The callous disregard for the well-being of Laukani and her baby was noted by the USDA inspector: “At no time during her travail did she receive any on-site veterinary examination or treatment.”

Hell in Hawaii

Over and over again, the USDA has cited Sea Life Park for not providing animals with shade from the scorching sun. The aquarium continued to fail to do so even after the agency issued an official warning.

Specific details about what befalls animals at this facility paint a depressing picture. A “very old” harbor seal named Makanui was “wasting away over the last few months” and “frequently regurgitate[d].” Yet instead of ending her misery in a timely manner, staff debated “whether to allow her to continue wasting away or to intervene with euthanasia,” before finally ending her life.

Staff also recommended treating a turtle’s damaged shell with a grinder and fiberglass patches. The turtle was likely injured, according to the records, when he “was repeatedly pushed back into the water while hauled out.”

In many other cases, details are lacking. A sea lion drowned after sustaining trauma, and a dolphin named Puna received facial wounds in a “gate incident.” Another dolphin, Poliahu, died after suffering from chronic regurgitation—she regurgitated up to 15 times during her training sessions, and the pathology report indicated “[n]umerous ulcers” that were “likely due to stress or trauma.”

Two stingrays died—one after the pump failed and the water became tainted and the other from septicemia—and both had lesions from suspected trauma.

A Visit by a Veterinarian

In 2015, Dr. Heather Rally, a veterinarian for the PETA Foundation, visited Sea Life Park and documented numerous animals in deplorable conditions. She noted that at least three hammerhead sharks had extensive scarring and some open wounds. A number of tropical fish appeared to have fins that were shredded, ragged, and knobby in some places, a sign of trauma or bacterial or fungal infections, which are linked to physical and environmental stress.

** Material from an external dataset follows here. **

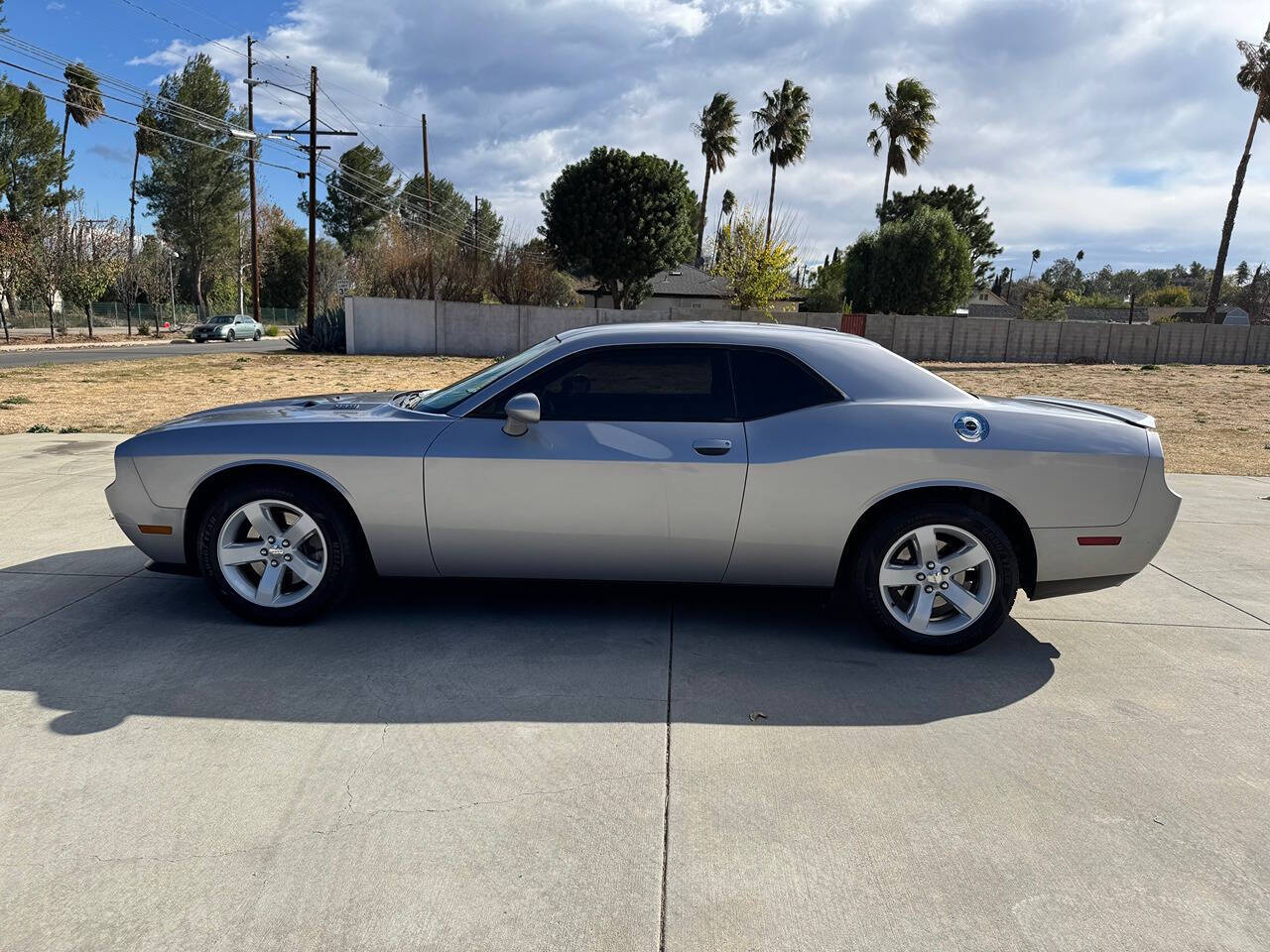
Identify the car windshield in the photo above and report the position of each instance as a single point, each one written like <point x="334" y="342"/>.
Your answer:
<point x="454" y="394"/>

She observed a dolphin who floated motionlessly in isolation in a tiny tank, another who was used in shows and lay listless at the surface of the pool, and a third who exhibited the abnormal behavior of flipping upside down and rubbing her head on the bottom of the tank. The animals had rake marks and scars all over their bodies.

She also saw a sea lion swimming obsessively in circles and another suckling on her own fur, both of which are signs of mental illness.

What You Can Do

Never visit marine parks, zoos, or aquariums that keep ocean animals in captivity. Hawaii is a dream destination for many travelers. Should you take a trip to these lovely islands, please keep Sea Life Park out of your plans.